Dealing with your husband cheating is like going on a roller coaster with your emotions. Things do get better with time. With that said, there is something called emotional triggers that will take place after the affair. An emotional trigger is something that brings back memories of the affair and sometimes takes you back to that place where you’re feeling pretty down. Of course the triggers are worse in the beginning, but even years after the affair, something that can happen that can trigger your emotions. I still get triggers from time to time, but because I know what they are, I can deal with it in a positive manner. Below are some common triggers after the after.
1. Events relived. I will give you a personal example. My husband changed his hours at work while he was having the affair. Not sure if he initiated the work hour change or his job, but nevertheless he worked different hours, which helped him be with her more. He went back to his normal schedule, but then told me the job said he had to change it again. That is when the trigger started. I got a pit in my stomach because it took me back to that place when I found out of the affair. Even though we are separated, that triggered my emotions because I associated his schedule change as a ‘tell-tell’ sign of the affair.
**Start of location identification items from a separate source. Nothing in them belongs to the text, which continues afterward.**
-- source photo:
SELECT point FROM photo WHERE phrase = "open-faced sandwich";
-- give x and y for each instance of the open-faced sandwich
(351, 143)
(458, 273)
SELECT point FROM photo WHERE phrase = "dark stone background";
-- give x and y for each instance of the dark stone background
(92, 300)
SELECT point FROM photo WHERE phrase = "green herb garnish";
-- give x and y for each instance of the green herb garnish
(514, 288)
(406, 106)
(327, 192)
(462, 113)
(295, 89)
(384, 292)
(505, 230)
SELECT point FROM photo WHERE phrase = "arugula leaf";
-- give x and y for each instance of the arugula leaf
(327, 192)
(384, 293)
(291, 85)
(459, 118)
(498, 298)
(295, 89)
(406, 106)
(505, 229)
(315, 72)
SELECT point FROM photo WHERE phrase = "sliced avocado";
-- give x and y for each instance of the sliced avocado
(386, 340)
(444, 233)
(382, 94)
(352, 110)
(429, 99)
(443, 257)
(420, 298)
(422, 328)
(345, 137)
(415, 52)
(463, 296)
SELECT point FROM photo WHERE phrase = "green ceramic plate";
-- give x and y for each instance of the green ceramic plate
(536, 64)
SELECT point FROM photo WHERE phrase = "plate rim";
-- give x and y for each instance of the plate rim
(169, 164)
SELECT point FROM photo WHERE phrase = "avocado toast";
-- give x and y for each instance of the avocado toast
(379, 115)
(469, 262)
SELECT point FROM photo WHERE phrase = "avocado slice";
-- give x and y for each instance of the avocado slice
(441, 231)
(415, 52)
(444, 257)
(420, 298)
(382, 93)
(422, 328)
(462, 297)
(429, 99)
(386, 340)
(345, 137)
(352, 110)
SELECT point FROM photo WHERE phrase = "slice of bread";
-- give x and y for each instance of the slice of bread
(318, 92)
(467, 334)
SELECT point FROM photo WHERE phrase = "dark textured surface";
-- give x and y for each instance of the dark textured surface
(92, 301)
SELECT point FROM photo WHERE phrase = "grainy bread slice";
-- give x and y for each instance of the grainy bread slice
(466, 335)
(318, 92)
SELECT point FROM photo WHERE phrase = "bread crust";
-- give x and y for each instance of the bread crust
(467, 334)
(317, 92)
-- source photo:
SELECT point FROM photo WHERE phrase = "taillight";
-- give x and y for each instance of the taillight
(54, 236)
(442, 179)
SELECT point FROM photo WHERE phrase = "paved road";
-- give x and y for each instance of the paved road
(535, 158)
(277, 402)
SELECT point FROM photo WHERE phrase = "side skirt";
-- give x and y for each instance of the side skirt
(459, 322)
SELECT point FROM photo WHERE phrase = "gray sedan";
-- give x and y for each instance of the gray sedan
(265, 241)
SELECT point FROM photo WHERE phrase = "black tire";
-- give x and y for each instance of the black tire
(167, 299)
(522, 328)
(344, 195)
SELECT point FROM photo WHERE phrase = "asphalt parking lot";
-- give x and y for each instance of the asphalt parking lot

2. Weddings/love stories/love songs – big triggers. They sometimes can remind you of the love that you and your husband had prior to the affair, or remind you of the love you no longer have.
3. Your Husband. Your husband is probably the #1 Trigger. Sometimes just looking at him can be a reminder of the affair. This is why you have to work extra hard to save your marriage, trying to rebuild trust when you are looking at the person who betrayed you every day is very difficult.
4. Other people asking you about the marriage. When friends say ‘How are you and your husband doing?’ It could remind you of the affair and trigger some emotions.
5. Kids (if you have them). Sometimes, kids say things that just break your heart. They might (or might not) know that your husband cheated, but they might say something like ‘I really love our family and spending time together’. That could cause you to think about the future and the thought of not being a unified family anymore, which produces an emotional trigger.
After the affair, triggers will happen from time to time. Understand and recognize them, that is half the battle. Don’t let them take over your day or your life. Give yourself a set amount of time to feel it, and then release it (or at least try!).